Complete Example: Separating Logic

This pattern is ideal for keeping your command logic separate from your CLI definition.

main.go:

package main

import (
    "fmt"
    "os"
    "myapp/handlers"
    "myapp/types"
    "github.com/napalu/goopt/v2"
)

func main() {
    cfg := &types.Config{}
    
    // Assign the callback from the handlers package.
    cfg.Create.File.Exec = handlers.CreateFileHandler
    
    parser, _ := goopt.NewParserFromStruct(cfg)
    
    // Parse args and then manually execute the commands.
    if !parser.Parse(os.Args) {
        // ... error handling ...
        os.Exit(1)
    }
    
    if errs := parser.ExecuteCommands(); errs > 0 {
        fmt.Fprintln(os.Stderr, "One or more commands failed.")
        os.Exit(1)
    }
}

types/config.go:

package types

import "github.com/napalu/goopt/v2"

type Config struct {
    Verbose bool `goopt:"short:v"`
    Create struct {
        File struct {
            Output string `goopt:"short:o;required:true"`
            Exec   goopt.CommandFunc // The callback field
        } `goopt:"kind:command"`
    } `goopt:"kind:command"`
}

handlers/file.go:

package handlers

import (
    "fmt"
    "myapp/types"
    "github.com/napalu/goopt/v2"
)

// CreateFileHandler is the callback function.
func CreateFileHandler(p *goopt.Parser, cmd *goopt.Command) error {
    // Use GetStructCtxAs to safely get the fully-populated config struct.
    cfg, ok := goopt.GetStructCtxAs[*types.Config](p)
    if !ok {
        return fmt.Errorf("internal error: could not get struct context")
    }
    
    // Now you have type-safe access to all flags.
    if cfg.Verbose {
        fmt.Println("Verbose mode enabled.")
    }
    
    fmt.Printf("Creating file: %s\n", cfg.Create.File.Output)
    // ... file creation logic ...
    
    return nil
}

Controlling Callback Execution

You have full control over when your callbacks run.

This is the simplest and most flexible approach. After parser.Parse() returns successfully, you call parser.ExecuteCommands().

if !parser.Parse(os.Args) {
    // ... handle errors ...
}

// Execute all recognized commands in the order they appeared.
if errCount := parser.ExecuteCommands(); errCount > 0 {
    // Handle execution errors...
}

Use this when: You want to validate all input first before running any logic.

2. Automatic Execution During Parsing

Callbacks execute immediately as goopt recognizes their command during the parsing process.

// At parser creation:
parser, _ := goopt.NewParserFromStruct(cfg, goopt.WithExecOnParse(true))

// Or set it on the instance:
parser.SetExecOnParse(true)

Use this when: Early commands need to set up state for later commands or flags on the same command line.

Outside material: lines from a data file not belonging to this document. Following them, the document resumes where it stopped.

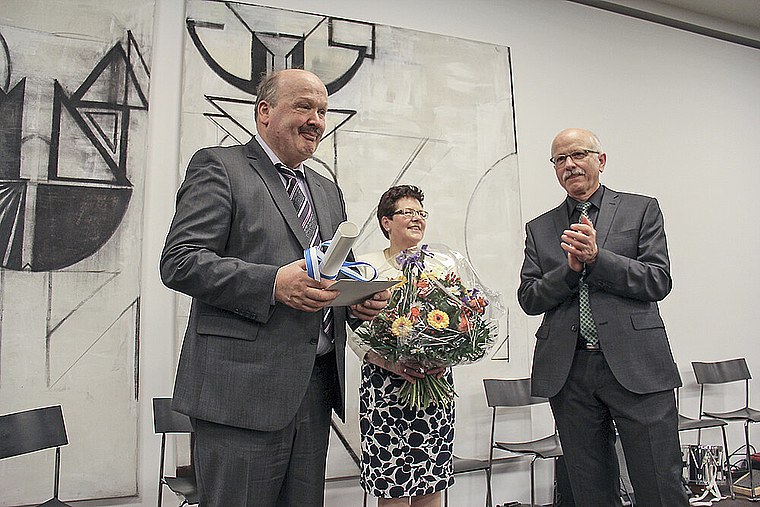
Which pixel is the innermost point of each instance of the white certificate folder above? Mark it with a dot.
(356, 291)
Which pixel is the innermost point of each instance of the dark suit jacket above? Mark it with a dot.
(631, 273)
(244, 362)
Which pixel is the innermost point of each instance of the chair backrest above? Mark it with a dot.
(32, 430)
(510, 393)
(721, 372)
(165, 420)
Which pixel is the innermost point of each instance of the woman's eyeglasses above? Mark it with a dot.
(411, 213)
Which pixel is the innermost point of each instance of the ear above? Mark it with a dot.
(602, 161)
(263, 110)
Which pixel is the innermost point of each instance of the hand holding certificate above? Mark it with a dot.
(355, 288)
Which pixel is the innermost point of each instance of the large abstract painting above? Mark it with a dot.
(74, 80)
(404, 107)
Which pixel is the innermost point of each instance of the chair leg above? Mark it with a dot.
(749, 461)
(727, 465)
(488, 487)
(532, 482)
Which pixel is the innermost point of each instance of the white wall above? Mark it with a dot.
(677, 114)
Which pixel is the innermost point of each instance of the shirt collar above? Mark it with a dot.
(595, 199)
(274, 158)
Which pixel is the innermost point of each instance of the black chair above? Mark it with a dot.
(689, 423)
(502, 393)
(469, 465)
(722, 372)
(34, 430)
(166, 421)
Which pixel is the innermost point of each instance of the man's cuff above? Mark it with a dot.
(572, 278)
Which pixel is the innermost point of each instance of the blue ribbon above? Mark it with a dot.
(314, 256)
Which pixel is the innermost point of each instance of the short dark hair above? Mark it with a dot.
(267, 92)
(388, 201)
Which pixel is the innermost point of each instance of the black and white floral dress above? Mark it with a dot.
(405, 451)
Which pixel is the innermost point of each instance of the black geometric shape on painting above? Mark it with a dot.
(119, 85)
(260, 54)
(73, 222)
(119, 171)
(11, 114)
(100, 120)
(12, 211)
(5, 81)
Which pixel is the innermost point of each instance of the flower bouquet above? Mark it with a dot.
(434, 318)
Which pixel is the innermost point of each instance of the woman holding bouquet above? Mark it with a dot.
(407, 452)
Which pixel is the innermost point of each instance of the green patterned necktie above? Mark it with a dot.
(588, 328)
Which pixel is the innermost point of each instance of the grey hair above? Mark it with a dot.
(267, 92)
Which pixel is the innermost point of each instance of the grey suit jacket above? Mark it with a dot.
(629, 276)
(244, 361)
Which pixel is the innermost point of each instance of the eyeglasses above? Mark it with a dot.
(411, 213)
(579, 155)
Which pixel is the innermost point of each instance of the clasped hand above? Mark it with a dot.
(580, 244)
(408, 370)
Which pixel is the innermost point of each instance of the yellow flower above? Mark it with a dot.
(402, 326)
(438, 319)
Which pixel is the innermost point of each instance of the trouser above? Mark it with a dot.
(586, 408)
(238, 467)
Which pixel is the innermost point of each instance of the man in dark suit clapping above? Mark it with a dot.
(596, 266)
(262, 361)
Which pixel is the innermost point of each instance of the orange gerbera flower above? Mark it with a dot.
(402, 326)
(438, 319)
(464, 324)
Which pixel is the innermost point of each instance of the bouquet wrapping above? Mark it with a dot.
(439, 314)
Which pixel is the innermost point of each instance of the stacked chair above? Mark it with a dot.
(723, 372)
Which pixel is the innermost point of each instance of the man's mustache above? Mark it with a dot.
(573, 172)
(314, 130)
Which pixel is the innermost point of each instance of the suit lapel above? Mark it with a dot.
(321, 204)
(561, 222)
(260, 163)
(606, 215)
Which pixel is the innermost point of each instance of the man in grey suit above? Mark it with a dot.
(596, 266)
(262, 362)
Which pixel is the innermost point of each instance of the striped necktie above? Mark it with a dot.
(588, 327)
(308, 220)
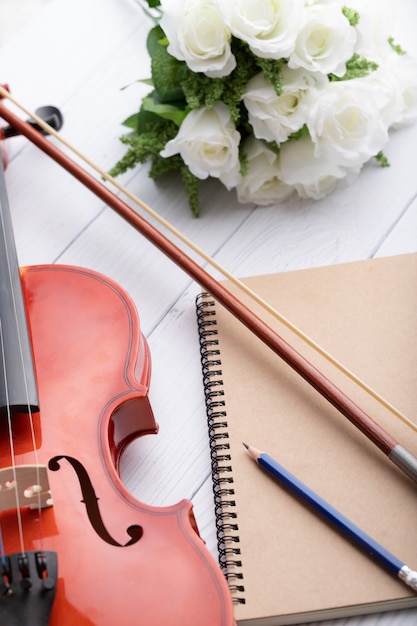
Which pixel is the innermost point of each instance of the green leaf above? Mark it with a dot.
(166, 111)
(166, 70)
(131, 121)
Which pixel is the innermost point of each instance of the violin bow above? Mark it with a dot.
(396, 452)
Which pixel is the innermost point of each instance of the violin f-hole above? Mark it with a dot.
(90, 500)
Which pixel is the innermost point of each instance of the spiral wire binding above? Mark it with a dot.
(223, 491)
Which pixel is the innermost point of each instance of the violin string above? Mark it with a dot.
(24, 377)
(234, 280)
(11, 443)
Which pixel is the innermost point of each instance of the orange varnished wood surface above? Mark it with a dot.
(93, 372)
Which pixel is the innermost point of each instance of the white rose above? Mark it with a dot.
(375, 26)
(262, 183)
(345, 123)
(311, 176)
(268, 26)
(325, 41)
(405, 72)
(198, 35)
(207, 141)
(275, 117)
(385, 83)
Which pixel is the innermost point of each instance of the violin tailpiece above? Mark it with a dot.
(24, 485)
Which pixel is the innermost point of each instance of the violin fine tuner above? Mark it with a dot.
(27, 588)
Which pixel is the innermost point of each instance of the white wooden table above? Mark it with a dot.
(77, 55)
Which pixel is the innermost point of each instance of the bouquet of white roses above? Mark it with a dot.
(271, 97)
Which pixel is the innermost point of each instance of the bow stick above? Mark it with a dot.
(397, 453)
(48, 129)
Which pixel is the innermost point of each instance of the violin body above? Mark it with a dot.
(119, 561)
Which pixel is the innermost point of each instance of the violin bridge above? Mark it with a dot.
(24, 485)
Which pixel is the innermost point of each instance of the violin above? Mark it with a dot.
(76, 549)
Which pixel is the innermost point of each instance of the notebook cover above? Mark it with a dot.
(294, 566)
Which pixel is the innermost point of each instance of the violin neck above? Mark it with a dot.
(18, 391)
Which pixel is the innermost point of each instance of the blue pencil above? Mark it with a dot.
(350, 530)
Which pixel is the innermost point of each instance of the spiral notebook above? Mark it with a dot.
(284, 564)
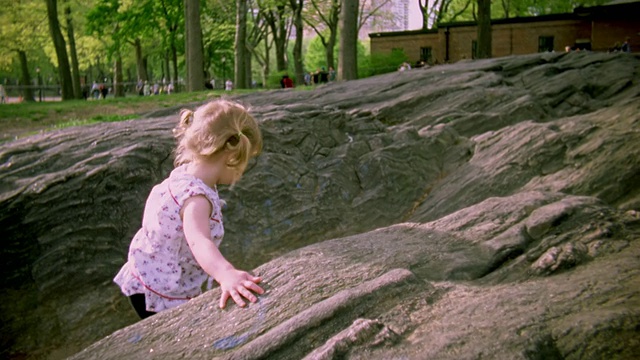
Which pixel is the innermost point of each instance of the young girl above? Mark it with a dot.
(176, 250)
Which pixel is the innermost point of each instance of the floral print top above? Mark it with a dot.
(160, 264)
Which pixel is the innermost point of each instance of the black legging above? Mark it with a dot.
(140, 306)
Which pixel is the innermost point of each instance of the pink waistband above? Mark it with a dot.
(157, 293)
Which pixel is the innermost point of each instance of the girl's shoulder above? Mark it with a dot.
(183, 185)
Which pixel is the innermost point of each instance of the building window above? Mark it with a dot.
(426, 55)
(545, 43)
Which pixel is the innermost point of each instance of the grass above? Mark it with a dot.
(22, 119)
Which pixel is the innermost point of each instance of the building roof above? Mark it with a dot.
(618, 8)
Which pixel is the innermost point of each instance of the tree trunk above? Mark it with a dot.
(484, 29)
(240, 64)
(141, 67)
(193, 46)
(174, 60)
(75, 69)
(278, 25)
(27, 94)
(334, 23)
(167, 77)
(64, 72)
(296, 6)
(118, 83)
(348, 64)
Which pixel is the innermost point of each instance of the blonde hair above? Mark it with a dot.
(216, 126)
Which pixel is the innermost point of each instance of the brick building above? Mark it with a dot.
(596, 28)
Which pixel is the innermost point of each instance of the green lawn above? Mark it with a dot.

3. Automatic Execution After Parsing

Callbacks are queued during parsing and all are executed automatically at the very end of a successful parser.Parse() call.

parser, _ := goopt.NewParserFromStruct(cfg, goopt.WithExecOnParseComplete(true))

Note: This has no effect if ExecOnParse is also true.

Execution Order

When a command and subcommand are invoked (e.g., myapp create user), their callbacks are executed in hierarchical order:

  1. Callback for the parent command (create) runs first.
  2. Callback for the child command (user) runs second.

This allows parent commands to perform setup tasks (like initializing a client) that subcommands can then use.